The episode, titled "Replay," features a mother named Nina (Sanaa Lathan) driving her son, Dorian (Damson Idris) up to college as they are pursued by (of course) a racist white cop (Glenn Fleshler). Eventually, the mother comes upon a magical camera that has the ability to rewind time, which she employs over and over again in an effort to fend off the tormented policeman. However, no matter how many times she rewinds time to employ a different tactic against her oppressor, the racist officer always gets the upper-hand. As noted by THR, it is when the episode reaches its third act that it becomes full SJW:
As the episode moves into its third act, the inevitable happens as Nina finally loses control and loses her son at the hands of the murderous cop. At first it seems like she may not save Dorian, but after getting her hands on the camera, Nina tries one more time. At this point, the writers attempt to add a message about not losing sight of where you come from, as Nina has to return to the hometown she left behind.

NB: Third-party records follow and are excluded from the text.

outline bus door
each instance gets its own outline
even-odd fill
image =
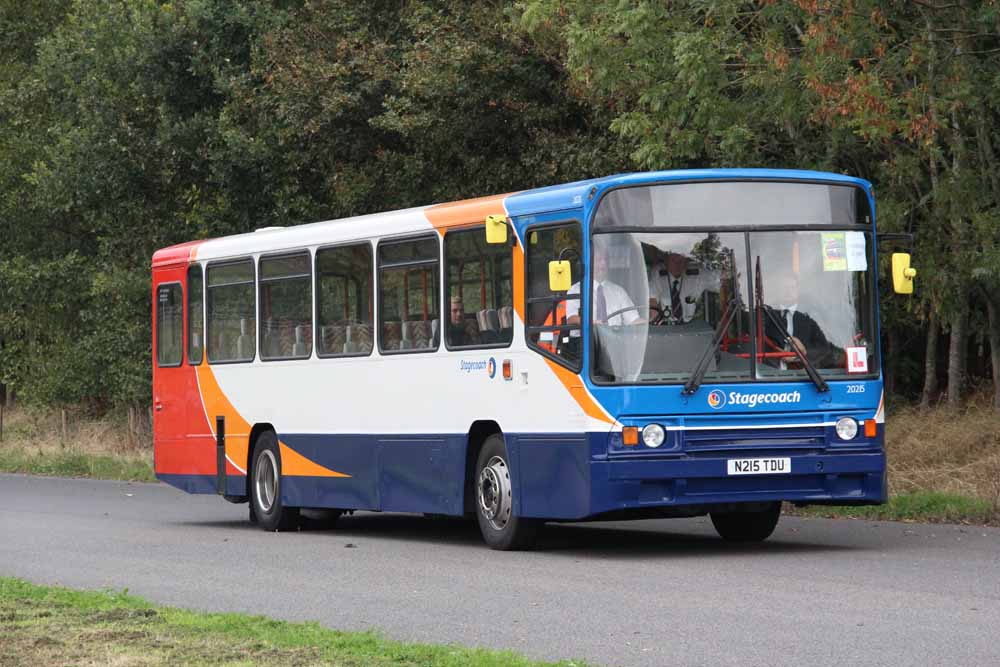
[[[194,369],[184,359],[186,265],[153,270],[153,447],[157,472],[180,472],[187,440],[187,388]],[[162,464],[162,465],[161,465]]]

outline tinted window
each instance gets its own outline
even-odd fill
[[[868,199],[859,188],[806,182],[622,188],[605,195],[594,217],[598,229],[870,224]]]
[[[161,285],[156,290],[156,363],[180,366],[184,298],[181,286]]]
[[[260,260],[260,358],[312,354],[312,272],[309,253]]]
[[[438,241],[436,237],[379,245],[379,350],[436,350]]]
[[[576,223],[528,232],[527,304],[528,344],[554,354],[578,368],[580,338],[581,234]],[[572,286],[568,292],[549,289],[549,262],[570,262]]]
[[[372,351],[372,249],[367,243],[316,253],[320,356]]]
[[[448,346],[509,344],[514,336],[510,245],[487,243],[480,227],[448,232],[444,254]]]
[[[188,269],[188,363],[196,366],[205,354],[205,279],[198,265]]]
[[[253,262],[208,267],[208,361],[252,361],[256,349]]]

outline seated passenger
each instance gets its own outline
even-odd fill
[[[465,305],[462,297],[458,294],[451,297],[451,318],[448,320],[448,345],[451,347],[461,347],[472,345],[465,332]]]
[[[649,305],[672,324],[690,322],[705,290],[718,291],[718,271],[691,267],[687,255],[666,251],[649,270]]]
[[[767,276],[764,295],[767,299],[764,309],[773,316],[773,319],[767,314],[763,316],[767,338],[774,343],[784,340],[784,332],[778,327],[781,325],[790,336],[785,349],[798,348],[817,368],[842,365],[844,351],[830,343],[816,320],[799,309],[799,279],[796,274],[783,270]],[[784,367],[785,363],[785,360],[780,360],[778,365]]]

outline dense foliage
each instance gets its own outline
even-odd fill
[[[148,402],[158,247],[695,166],[872,180],[921,271],[883,299],[890,387],[1000,366],[1000,0],[0,0],[0,27],[27,400]]]

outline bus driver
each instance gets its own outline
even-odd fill
[[[687,255],[668,250],[649,270],[649,306],[663,313],[664,322],[690,322],[705,290],[719,290],[718,271],[689,269],[689,263]]]
[[[566,295],[579,294],[580,283],[576,282],[569,288]],[[635,307],[628,292],[620,285],[608,280],[607,249],[594,247],[594,322],[597,324],[636,324],[643,321],[639,309]],[[611,316],[610,319],[608,316]],[[566,301],[567,324],[580,323],[580,300]]]

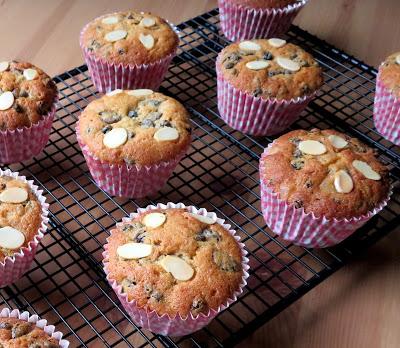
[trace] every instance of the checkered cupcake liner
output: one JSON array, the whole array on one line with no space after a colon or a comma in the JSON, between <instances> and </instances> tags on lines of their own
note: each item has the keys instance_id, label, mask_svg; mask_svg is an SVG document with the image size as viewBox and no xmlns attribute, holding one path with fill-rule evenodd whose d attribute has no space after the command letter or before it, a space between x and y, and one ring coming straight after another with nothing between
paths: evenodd
<instances>
[{"instance_id":1,"label":"checkered cupcake liner","mask_svg":"<svg viewBox=\"0 0 400 348\"><path fill-rule=\"evenodd\" d=\"M30 127L0 130L0 163L28 160L43 151L49 141L58 99L43 118Z\"/></svg>"},{"instance_id":2,"label":"checkered cupcake liner","mask_svg":"<svg viewBox=\"0 0 400 348\"><path fill-rule=\"evenodd\" d=\"M68 348L69 342L63 340L63 334L60 331L56 331L54 325L48 325L46 319L40 319L36 314L31 315L29 312L20 312L18 309L10 310L8 308L3 308L0 312L0 318L15 318L24 320L28 323L35 324L38 328L42 329L50 337L57 340L61 348Z\"/></svg>"},{"instance_id":3,"label":"checkered cupcake liner","mask_svg":"<svg viewBox=\"0 0 400 348\"><path fill-rule=\"evenodd\" d=\"M260 172L264 168L267 150L261 156ZM279 198L261 178L261 210L268 227L283 239L306 248L327 248L339 244L358 228L363 226L374 215L378 214L388 203L392 194L389 190L387 197L368 213L349 219L327 219L306 213L303 208Z\"/></svg>"},{"instance_id":4,"label":"checkered cupcake liner","mask_svg":"<svg viewBox=\"0 0 400 348\"><path fill-rule=\"evenodd\" d=\"M108 268L108 244L104 245L105 251L103 252L103 264L104 271L107 275L107 280L110 283L111 287L117 294L122 306L125 311L129 314L132 320L138 326L141 326L147 330L150 330L153 333L160 335L169 335L169 336L184 336L191 334L195 331L202 329L204 326L208 325L208 323L214 319L220 312L229 307L230 304L235 302L240 294L243 292L244 287L247 285L247 278L249 277L249 259L247 258L247 251L245 250L245 245L240 242L240 237L236 235L236 232L231 229L231 225L226 224L225 220L220 219L214 212L208 212L206 209L201 208L197 209L194 206L186 206L183 203L167 203L161 204L158 203L156 206L149 205L146 208L139 208L137 213L132 213L128 218L123 218L123 222L130 221L134 219L139 214L142 214L146 211L153 209L186 209L190 213L199 214L203 216L208 216L216 221L216 223L223 226L225 229L229 231L229 233L236 239L238 242L240 249L242 251L242 267L243 267L243 276L242 281L240 283L239 289L235 291L232 296L226 300L225 303L221 304L218 308L210 309L208 313L200 313L198 316L193 316L189 314L187 317L182 317L181 315L176 315L175 317L171 317L168 314L158 315L155 311L149 311L146 308L139 307L136 301L128 300L128 296L126 293L122 292L122 287L117 284L116 280L112 279L109 274Z\"/></svg>"},{"instance_id":5,"label":"checkered cupcake liner","mask_svg":"<svg viewBox=\"0 0 400 348\"><path fill-rule=\"evenodd\" d=\"M254 97L233 87L218 68L217 89L221 118L233 129L253 136L274 135L286 130L317 94L291 100Z\"/></svg>"},{"instance_id":6,"label":"checkered cupcake liner","mask_svg":"<svg viewBox=\"0 0 400 348\"><path fill-rule=\"evenodd\" d=\"M385 87L380 73L376 78L374 124L384 138L400 145L400 99Z\"/></svg>"},{"instance_id":7,"label":"checkered cupcake liner","mask_svg":"<svg viewBox=\"0 0 400 348\"><path fill-rule=\"evenodd\" d=\"M279 37L285 34L308 0L284 8L251 8L218 0L221 28L230 41Z\"/></svg>"},{"instance_id":8,"label":"checkered cupcake liner","mask_svg":"<svg viewBox=\"0 0 400 348\"><path fill-rule=\"evenodd\" d=\"M100 16L95 20L107 16L110 16L110 14ZM158 90L177 49L166 57L149 64L114 64L96 57L84 47L83 34L89 24L82 29L79 43L93 84L99 92L107 93L115 89L140 88ZM172 24L170 25L176 31L176 28Z\"/></svg>"},{"instance_id":9,"label":"checkered cupcake liner","mask_svg":"<svg viewBox=\"0 0 400 348\"><path fill-rule=\"evenodd\" d=\"M20 279L30 268L40 240L43 238L47 230L47 223L49 221L49 205L46 203L46 198L43 196L43 191L39 190L38 186L34 185L32 180L28 181L24 176L19 176L18 173L14 173L9 169L0 169L0 176L10 176L14 179L18 179L24 183L27 183L29 188L38 198L38 201L42 207L42 222L35 237L28 243L26 247L21 248L13 256L6 256L3 261L0 261L0 287L5 287Z\"/></svg>"}]
</instances>

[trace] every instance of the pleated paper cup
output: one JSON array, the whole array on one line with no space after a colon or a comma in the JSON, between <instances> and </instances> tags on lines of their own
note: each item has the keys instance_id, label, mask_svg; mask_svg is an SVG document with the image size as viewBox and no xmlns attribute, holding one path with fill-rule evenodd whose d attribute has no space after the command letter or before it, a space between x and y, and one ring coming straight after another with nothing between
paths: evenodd
<instances>
[{"instance_id":1,"label":"pleated paper cup","mask_svg":"<svg viewBox=\"0 0 400 348\"><path fill-rule=\"evenodd\" d=\"M63 334L60 331L56 331L54 325L48 325L46 319L40 319L36 314L31 315L29 312L20 312L18 309L10 310L8 308L3 308L0 312L1 318L15 318L26 321L27 323L35 324L38 328L42 329L50 337L57 340L61 348L68 348L69 342L63 340Z\"/></svg>"},{"instance_id":2,"label":"pleated paper cup","mask_svg":"<svg viewBox=\"0 0 400 348\"><path fill-rule=\"evenodd\" d=\"M233 129L253 136L274 135L288 129L317 94L290 100L255 97L233 87L218 68L217 89L221 118Z\"/></svg>"},{"instance_id":3,"label":"pleated paper cup","mask_svg":"<svg viewBox=\"0 0 400 348\"><path fill-rule=\"evenodd\" d=\"M384 138L400 145L400 99L386 88L380 73L376 78L374 124Z\"/></svg>"},{"instance_id":4,"label":"pleated paper cup","mask_svg":"<svg viewBox=\"0 0 400 348\"><path fill-rule=\"evenodd\" d=\"M245 250L245 246L243 243L240 243L240 237L236 235L236 232L231 229L231 225L225 223L225 220L220 219L214 212L207 212L206 209L201 208L197 209L193 206L186 206L183 203L167 203L161 204L158 203L156 206L149 205L146 208L139 208L137 213L132 213L129 218L122 219L124 222L129 222L135 219L138 215L143 214L144 212L154 210L154 209L186 209L188 212L193 214L199 214L202 216L207 216L215 220L215 222L226 230L236 239L238 242L241 252L242 252L242 268L243 275L242 281L240 283L239 288L233 293L233 295L226 300L225 303L221 304L218 308L209 309L208 313L200 313L197 316L193 316L191 313L183 317L177 314L174 317L169 316L168 314L158 315L155 311L149 311L147 308L139 307L136 301L128 300L128 296L126 293L122 292L122 287L118 285L115 279L112 279L109 274L109 266L108 266L108 244L104 246L105 251L103 252L103 264L104 271L107 275L107 280L110 283L111 287L117 294L122 306L132 318L132 320L138 326L141 326L147 330L150 330L153 333L160 335L169 335L169 336L184 336L189 335L195 331L202 329L206 326L213 318L215 318L221 311L225 308L229 307L230 304L235 302L239 295L243 292L243 288L247 284L247 278L249 277L249 259L246 257L247 251Z\"/></svg>"},{"instance_id":5,"label":"pleated paper cup","mask_svg":"<svg viewBox=\"0 0 400 348\"><path fill-rule=\"evenodd\" d=\"M260 159L260 173L264 168L264 159L269 147ZM339 244L358 228L363 226L374 215L378 214L388 203L392 190L387 197L368 213L349 219L327 219L306 213L304 208L280 199L268 183L261 178L261 209L268 227L283 239L306 248L327 248Z\"/></svg>"},{"instance_id":6,"label":"pleated paper cup","mask_svg":"<svg viewBox=\"0 0 400 348\"><path fill-rule=\"evenodd\" d=\"M283 8L252 8L218 0L221 28L230 41L279 37L289 30L307 1Z\"/></svg>"},{"instance_id":7,"label":"pleated paper cup","mask_svg":"<svg viewBox=\"0 0 400 348\"><path fill-rule=\"evenodd\" d=\"M20 279L29 270L40 240L47 231L49 205L46 203L43 191L39 190L38 186L34 185L32 180L28 181L24 176L19 176L18 173L14 173L9 169L0 169L0 176L10 176L28 184L42 208L41 225L35 237L26 247L21 248L12 256L6 256L3 261L0 261L0 287L5 287Z\"/></svg>"}]
</instances>

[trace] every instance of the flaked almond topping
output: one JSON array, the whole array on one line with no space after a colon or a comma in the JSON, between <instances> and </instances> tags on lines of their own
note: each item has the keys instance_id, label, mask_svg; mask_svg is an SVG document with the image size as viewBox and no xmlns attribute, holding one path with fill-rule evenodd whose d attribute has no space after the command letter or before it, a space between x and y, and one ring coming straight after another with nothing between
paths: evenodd
<instances>
[{"instance_id":1,"label":"flaked almond topping","mask_svg":"<svg viewBox=\"0 0 400 348\"><path fill-rule=\"evenodd\" d=\"M282 40L282 39L277 39L277 38L271 38L268 40L268 43L272 46L272 47L282 47L284 45L286 45L286 41Z\"/></svg>"},{"instance_id":2,"label":"flaked almond topping","mask_svg":"<svg viewBox=\"0 0 400 348\"><path fill-rule=\"evenodd\" d=\"M104 38L108 42L115 42L115 41L125 39L127 35L128 35L128 33L125 30L114 30L114 31L107 33L104 36Z\"/></svg>"},{"instance_id":3,"label":"flaked almond topping","mask_svg":"<svg viewBox=\"0 0 400 348\"><path fill-rule=\"evenodd\" d=\"M381 176L375 170L371 168L368 163L364 161L355 160L353 161L353 167L356 168L362 175L364 175L367 179L371 180L381 180Z\"/></svg>"},{"instance_id":4,"label":"flaked almond topping","mask_svg":"<svg viewBox=\"0 0 400 348\"><path fill-rule=\"evenodd\" d=\"M262 70L267 68L268 66L269 62L264 59L253 60L251 62L246 63L246 68L250 70Z\"/></svg>"},{"instance_id":5,"label":"flaked almond topping","mask_svg":"<svg viewBox=\"0 0 400 348\"><path fill-rule=\"evenodd\" d=\"M0 72L6 71L10 64L8 62L0 62Z\"/></svg>"},{"instance_id":6,"label":"flaked almond topping","mask_svg":"<svg viewBox=\"0 0 400 348\"><path fill-rule=\"evenodd\" d=\"M195 219L197 219L197 220L199 220L199 221L201 221L201 222L203 222L205 224L208 224L208 225L215 224L214 219L210 218L208 216L199 215L199 214L193 214L193 213L188 213L188 215L190 215L191 217L193 217L193 218L195 218Z\"/></svg>"},{"instance_id":7,"label":"flaked almond topping","mask_svg":"<svg viewBox=\"0 0 400 348\"><path fill-rule=\"evenodd\" d=\"M276 58L276 62L278 65L280 65L282 68L289 70L289 71L299 71L300 70L300 64L295 62L294 60L284 58L284 57L278 57Z\"/></svg>"},{"instance_id":8,"label":"flaked almond topping","mask_svg":"<svg viewBox=\"0 0 400 348\"><path fill-rule=\"evenodd\" d=\"M150 17L144 17L141 21L140 24L146 28L152 27L153 25L156 24L156 21L154 18Z\"/></svg>"},{"instance_id":9,"label":"flaked almond topping","mask_svg":"<svg viewBox=\"0 0 400 348\"><path fill-rule=\"evenodd\" d=\"M106 17L101 20L101 23L103 23L103 24L117 24L118 22L119 22L119 19L116 16Z\"/></svg>"},{"instance_id":10,"label":"flaked almond topping","mask_svg":"<svg viewBox=\"0 0 400 348\"><path fill-rule=\"evenodd\" d=\"M331 142L332 146L337 149L343 149L348 144L348 142L345 139L343 139L342 137L339 137L337 135L333 135L333 134L329 135L328 139Z\"/></svg>"},{"instance_id":11,"label":"flaked almond topping","mask_svg":"<svg viewBox=\"0 0 400 348\"><path fill-rule=\"evenodd\" d=\"M151 34L145 35L141 33L139 35L139 40L148 50L154 47L154 37Z\"/></svg>"},{"instance_id":12,"label":"flaked almond topping","mask_svg":"<svg viewBox=\"0 0 400 348\"><path fill-rule=\"evenodd\" d=\"M400 54L398 56L396 56L396 63L400 64Z\"/></svg>"},{"instance_id":13,"label":"flaked almond topping","mask_svg":"<svg viewBox=\"0 0 400 348\"><path fill-rule=\"evenodd\" d=\"M163 127L154 133L154 139L157 141L172 141L179 138L179 133L175 128Z\"/></svg>"},{"instance_id":14,"label":"flaked almond topping","mask_svg":"<svg viewBox=\"0 0 400 348\"><path fill-rule=\"evenodd\" d=\"M128 94L135 97L144 97L146 95L153 94L153 91L151 89L132 89L128 91Z\"/></svg>"},{"instance_id":15,"label":"flaked almond topping","mask_svg":"<svg viewBox=\"0 0 400 348\"><path fill-rule=\"evenodd\" d=\"M11 227L0 228L0 247L5 249L17 249L20 248L25 242L25 235Z\"/></svg>"},{"instance_id":16,"label":"flaked almond topping","mask_svg":"<svg viewBox=\"0 0 400 348\"><path fill-rule=\"evenodd\" d=\"M242 41L239 43L239 48L244 51L258 51L261 50L261 46L253 41Z\"/></svg>"},{"instance_id":17,"label":"flaked almond topping","mask_svg":"<svg viewBox=\"0 0 400 348\"><path fill-rule=\"evenodd\" d=\"M10 187L0 193L0 201L4 203L22 203L28 199L28 191L22 187Z\"/></svg>"},{"instance_id":18,"label":"flaked almond topping","mask_svg":"<svg viewBox=\"0 0 400 348\"><path fill-rule=\"evenodd\" d=\"M167 217L162 213L150 213L143 218L143 224L146 227L157 228L164 224Z\"/></svg>"},{"instance_id":19,"label":"flaked almond topping","mask_svg":"<svg viewBox=\"0 0 400 348\"><path fill-rule=\"evenodd\" d=\"M103 144L109 149L116 149L124 145L128 140L128 132L125 128L113 128L104 135Z\"/></svg>"},{"instance_id":20,"label":"flaked almond topping","mask_svg":"<svg viewBox=\"0 0 400 348\"><path fill-rule=\"evenodd\" d=\"M326 147L316 140L303 140L299 143L299 150L307 155L322 155L326 152Z\"/></svg>"},{"instance_id":21,"label":"flaked almond topping","mask_svg":"<svg viewBox=\"0 0 400 348\"><path fill-rule=\"evenodd\" d=\"M113 91L108 92L106 95L108 97L112 97L113 95L117 95L117 94L120 94L122 92L123 92L122 89L114 89Z\"/></svg>"},{"instance_id":22,"label":"flaked almond topping","mask_svg":"<svg viewBox=\"0 0 400 348\"><path fill-rule=\"evenodd\" d=\"M151 254L153 246L145 243L126 243L117 248L117 254L126 260L141 259Z\"/></svg>"},{"instance_id":23,"label":"flaked almond topping","mask_svg":"<svg viewBox=\"0 0 400 348\"><path fill-rule=\"evenodd\" d=\"M24 70L24 77L30 81L34 80L38 76L38 72L35 69L25 69Z\"/></svg>"},{"instance_id":24,"label":"flaked almond topping","mask_svg":"<svg viewBox=\"0 0 400 348\"><path fill-rule=\"evenodd\" d=\"M186 281L193 277L193 268L180 257L167 255L161 261L160 265L165 271L172 274L176 280Z\"/></svg>"},{"instance_id":25,"label":"flaked almond topping","mask_svg":"<svg viewBox=\"0 0 400 348\"><path fill-rule=\"evenodd\" d=\"M12 92L4 92L0 95L0 110L8 110L14 104L14 94Z\"/></svg>"},{"instance_id":26,"label":"flaked almond topping","mask_svg":"<svg viewBox=\"0 0 400 348\"><path fill-rule=\"evenodd\" d=\"M341 169L335 173L334 186L339 193L349 193L353 190L354 184L351 176Z\"/></svg>"}]
</instances>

Eventually, with the help of her estranged brother, Nina and Dorian make it to his historically black college, where along with his classmates they face down and publicly shame the violent man who has been chasing them. But in a very Twilight Zone twist, years later as Nina, Dorian and his daughter enjoy each other's company, the prodigal son steps out to run an errand and never makes it back as he is killed by the police. As Peele reminds us, you can't escape fate (or institutional oppression), even in The Twilight Zone.
The lack of nuance and overt salute to woke politics has become Jordan Peele's calling-card ever since the debut of "Get Out," which portrayed affluent white liberals as parasites benefiting off the bodies of black men and women. Peele followed up "Get Out" with the rather apolitical "Us," about an affluent black family being terrorized by doppelgangers of themselves.
However, unlike both "Get Out" and "Us," Peele's reboot of the Rod Serling classic has not gotten the same rave reviews from critics. Currently, "The Twilight Zone" holds a mediocre 76% on Rotten Tomatoes and an even more mediocre 6.7 on IMDB.
Jordan Peele made headlines recently when he publicly eschewed the possibility of ever casting a white male in a lead role. "I don’t see myself casting a white dude as the lead in my movie," Peele said during an appearance at the Upright Citizens Brigade Theatre in Hollywood, according to The Hollywood Reporter. "Not that I don't like white dudes. But I've seen that movie."
Peele characterized his stance as a sort of renaissance for representation in Hollywood. "It really is one of the best greatest pieces of this story is feeling like we are in this time — a renaissance has happened and proven the myths about representation in the industry are false," he said.